Executed DeployUndeploySearchInLoop for a longer time (which deploys an index, search in it, and undeploys it). This emulates the usage of a LuceneClient for a long time. Looking at heap dumps after several hours i found
ZooKeeper$ZkWatchManager.existWatches map with 8400 entries. Entries for pathes like
/katta/shard-to-nodes/index53#bIndex which belonging to indices which were already undeployed a long time.
A zookeeper watch is usually removed when an event for it is triggered. ZkClient immediatly registeres the watch again in case it have a listener for it.
Now in Katta a the Client remove it shard-to-nodes listeners if an index has been removed.

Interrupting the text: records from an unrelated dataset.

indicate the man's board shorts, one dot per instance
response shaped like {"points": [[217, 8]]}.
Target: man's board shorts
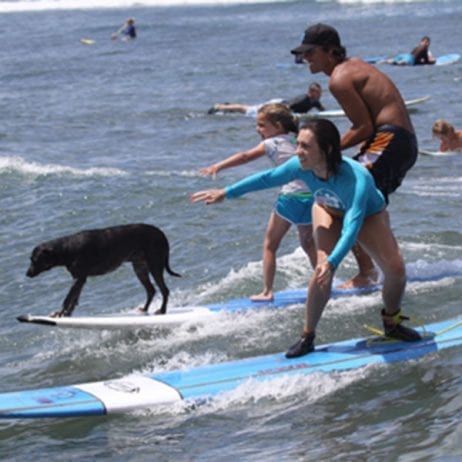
{"points": [[295, 207], [388, 155]]}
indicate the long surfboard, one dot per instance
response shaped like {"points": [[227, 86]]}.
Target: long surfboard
{"points": [[178, 316], [196, 384], [443, 60], [410, 103], [196, 314], [427, 152]]}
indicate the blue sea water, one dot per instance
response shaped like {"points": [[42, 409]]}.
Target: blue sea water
{"points": [[113, 132]]}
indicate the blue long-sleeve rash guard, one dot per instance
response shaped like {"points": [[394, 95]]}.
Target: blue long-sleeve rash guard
{"points": [[351, 190]]}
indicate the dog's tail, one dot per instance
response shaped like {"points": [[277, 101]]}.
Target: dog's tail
{"points": [[170, 271]]}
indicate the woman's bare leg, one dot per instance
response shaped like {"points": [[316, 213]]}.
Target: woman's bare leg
{"points": [[275, 231]]}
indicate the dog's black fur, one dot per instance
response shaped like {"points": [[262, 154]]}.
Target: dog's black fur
{"points": [[100, 251]]}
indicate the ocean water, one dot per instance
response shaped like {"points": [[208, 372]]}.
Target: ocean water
{"points": [[110, 133]]}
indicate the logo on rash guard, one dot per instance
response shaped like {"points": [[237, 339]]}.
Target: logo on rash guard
{"points": [[327, 198]]}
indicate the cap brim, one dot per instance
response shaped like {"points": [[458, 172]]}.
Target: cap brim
{"points": [[301, 49]]}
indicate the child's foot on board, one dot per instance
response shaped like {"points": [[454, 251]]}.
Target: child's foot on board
{"points": [[394, 329], [263, 297], [361, 280], [304, 346]]}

Looking at the thread-sump it seems that sometimes the
ZooKeeper$ZkWatchManager.existWatches has been cleared from undeployed indices and sometimes not. I suspect that this depends on the sequence of events. if the client gets a index-removed event before the last shard-to-node change event, every index related watch gets removed. If its the other way around some obsolete watches are still hanging around forever.
Removing the watches explicitely isn't that easy:
ZOOKEEPER-442
.
Re-instantiating the client isn't a solution either since
ZooKeeper instances doesn't seems to be properly garbage collected (see
http://mail-archives.apache.org/mod_mbox/zookeeper-user/201102.mbox/browser
)